The strange culture of New York's state government, which I noted here, seems no less strange after yesterday's developments. Governor David Paterson has appointed Richard Ravitch to fill the office of lieutenant governor, which has been vacant since Paterson became governor when Eliot Spitzer resigned.
Sounds plausible. Except that the state constitution does not provide for such an appointment.
The office has been vacant for over a year. What's the hurry now? A Democratic defector has thrown the partisan balance in the state Senate into a 31-31 tie. As a result of that, the parties disagree about who holds the Senate's presidency. The president of the Senate is the heir apparent to the governor, when the office of lieutenant governor is vacant.
Paterson is correct that it is in the interest of the state to have an orderly gubernatorial succession plan in place. But, if that were his only concern, that could be satisfied by the appointment of a less partisan figure than Ravitch. Paterson's move seems intended, at least in part, to help his Democratic Party regain control of the state Senate.

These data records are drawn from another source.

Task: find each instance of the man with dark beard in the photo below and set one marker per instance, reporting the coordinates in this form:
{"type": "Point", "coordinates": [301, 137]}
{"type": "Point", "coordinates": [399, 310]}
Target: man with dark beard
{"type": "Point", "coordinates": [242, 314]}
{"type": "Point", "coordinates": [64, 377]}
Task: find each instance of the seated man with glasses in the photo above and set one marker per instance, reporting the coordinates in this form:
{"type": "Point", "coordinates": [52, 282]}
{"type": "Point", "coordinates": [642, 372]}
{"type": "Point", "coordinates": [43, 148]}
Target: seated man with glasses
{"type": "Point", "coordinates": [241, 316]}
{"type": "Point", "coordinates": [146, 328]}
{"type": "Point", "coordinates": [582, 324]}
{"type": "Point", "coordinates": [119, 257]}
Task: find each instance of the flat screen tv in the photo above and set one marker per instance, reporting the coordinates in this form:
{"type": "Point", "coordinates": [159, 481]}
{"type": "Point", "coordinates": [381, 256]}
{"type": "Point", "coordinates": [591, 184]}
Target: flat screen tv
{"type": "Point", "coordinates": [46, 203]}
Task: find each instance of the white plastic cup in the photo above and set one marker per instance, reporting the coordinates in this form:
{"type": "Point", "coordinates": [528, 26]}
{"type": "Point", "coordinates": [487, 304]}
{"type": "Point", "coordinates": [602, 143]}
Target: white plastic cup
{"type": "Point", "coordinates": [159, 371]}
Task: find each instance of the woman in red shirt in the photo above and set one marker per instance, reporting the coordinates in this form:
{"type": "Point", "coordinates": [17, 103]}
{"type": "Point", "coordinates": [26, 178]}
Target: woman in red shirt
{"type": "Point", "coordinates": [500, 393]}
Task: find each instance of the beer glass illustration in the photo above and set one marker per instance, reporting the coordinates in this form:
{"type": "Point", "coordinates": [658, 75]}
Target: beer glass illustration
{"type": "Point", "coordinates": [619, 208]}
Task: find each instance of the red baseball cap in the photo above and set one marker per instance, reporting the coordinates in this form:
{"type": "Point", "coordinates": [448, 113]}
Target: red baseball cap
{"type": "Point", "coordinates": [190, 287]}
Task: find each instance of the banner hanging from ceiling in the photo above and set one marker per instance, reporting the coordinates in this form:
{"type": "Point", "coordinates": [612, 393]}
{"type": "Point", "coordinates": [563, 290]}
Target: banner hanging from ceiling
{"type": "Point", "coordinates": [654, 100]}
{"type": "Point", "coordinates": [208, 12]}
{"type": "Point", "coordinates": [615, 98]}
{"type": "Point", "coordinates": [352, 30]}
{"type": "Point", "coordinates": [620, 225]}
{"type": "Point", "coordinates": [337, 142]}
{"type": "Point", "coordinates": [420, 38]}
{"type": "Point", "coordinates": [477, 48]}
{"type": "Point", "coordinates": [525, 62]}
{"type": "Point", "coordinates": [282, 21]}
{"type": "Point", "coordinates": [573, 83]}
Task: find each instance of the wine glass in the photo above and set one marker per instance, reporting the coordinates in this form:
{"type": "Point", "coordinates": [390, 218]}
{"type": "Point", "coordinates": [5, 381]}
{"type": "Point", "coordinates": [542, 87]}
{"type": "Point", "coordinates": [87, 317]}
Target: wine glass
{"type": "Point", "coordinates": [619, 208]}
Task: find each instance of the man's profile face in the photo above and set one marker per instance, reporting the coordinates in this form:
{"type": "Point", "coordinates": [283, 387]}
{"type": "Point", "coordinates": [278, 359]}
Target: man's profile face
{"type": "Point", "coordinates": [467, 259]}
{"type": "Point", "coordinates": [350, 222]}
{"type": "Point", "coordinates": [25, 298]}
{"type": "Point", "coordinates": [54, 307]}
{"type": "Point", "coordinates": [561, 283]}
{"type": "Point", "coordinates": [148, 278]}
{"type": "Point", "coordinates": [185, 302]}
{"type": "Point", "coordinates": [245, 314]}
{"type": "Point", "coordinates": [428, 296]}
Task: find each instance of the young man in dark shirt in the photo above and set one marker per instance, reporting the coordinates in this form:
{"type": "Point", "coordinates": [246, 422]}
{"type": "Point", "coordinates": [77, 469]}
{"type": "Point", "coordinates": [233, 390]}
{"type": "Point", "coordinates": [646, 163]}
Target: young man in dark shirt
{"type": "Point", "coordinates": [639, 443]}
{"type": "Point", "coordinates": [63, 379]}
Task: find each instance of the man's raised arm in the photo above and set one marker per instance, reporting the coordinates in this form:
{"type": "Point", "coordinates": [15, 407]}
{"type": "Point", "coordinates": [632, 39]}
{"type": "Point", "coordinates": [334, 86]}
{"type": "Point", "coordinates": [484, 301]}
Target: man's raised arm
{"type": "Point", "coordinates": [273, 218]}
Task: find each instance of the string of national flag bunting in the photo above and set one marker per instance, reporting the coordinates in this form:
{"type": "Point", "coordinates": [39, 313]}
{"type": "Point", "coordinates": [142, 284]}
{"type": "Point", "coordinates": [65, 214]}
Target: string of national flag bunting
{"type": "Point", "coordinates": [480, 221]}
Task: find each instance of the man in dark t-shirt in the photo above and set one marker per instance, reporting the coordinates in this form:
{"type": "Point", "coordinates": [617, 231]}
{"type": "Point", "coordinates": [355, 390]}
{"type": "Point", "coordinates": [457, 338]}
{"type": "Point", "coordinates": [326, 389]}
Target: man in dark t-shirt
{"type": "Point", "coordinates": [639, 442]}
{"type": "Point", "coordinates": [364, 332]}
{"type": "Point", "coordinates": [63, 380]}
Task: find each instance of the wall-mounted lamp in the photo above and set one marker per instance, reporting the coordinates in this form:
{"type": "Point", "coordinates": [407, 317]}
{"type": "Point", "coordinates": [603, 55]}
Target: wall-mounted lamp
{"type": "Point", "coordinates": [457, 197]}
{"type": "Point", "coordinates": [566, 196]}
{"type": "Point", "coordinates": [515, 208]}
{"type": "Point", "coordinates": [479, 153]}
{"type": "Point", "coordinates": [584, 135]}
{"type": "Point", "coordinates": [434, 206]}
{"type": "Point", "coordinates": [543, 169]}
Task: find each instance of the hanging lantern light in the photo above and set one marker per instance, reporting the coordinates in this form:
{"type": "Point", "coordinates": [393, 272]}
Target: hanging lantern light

It's interesting to note that the state's attorney general, Andrew Cuomo, a Democrat, has joined with Republicans in questioning the legality of this appointment. All other things being equal, Cuomo would probably want to see his party control the Senate. But Cuomo's statement seems to further confirm his intent to challenge Paterson in next year's gubernatorial primary.
UPDATE: Albany Democrats have reportedly all but sealed a deal for the defector to undefect, and give them back their majority in the state Senate. That would end the dispute about partisan control of the Senate. Will that induce Paterson to drop his questionable appointment of a lieutenant governor?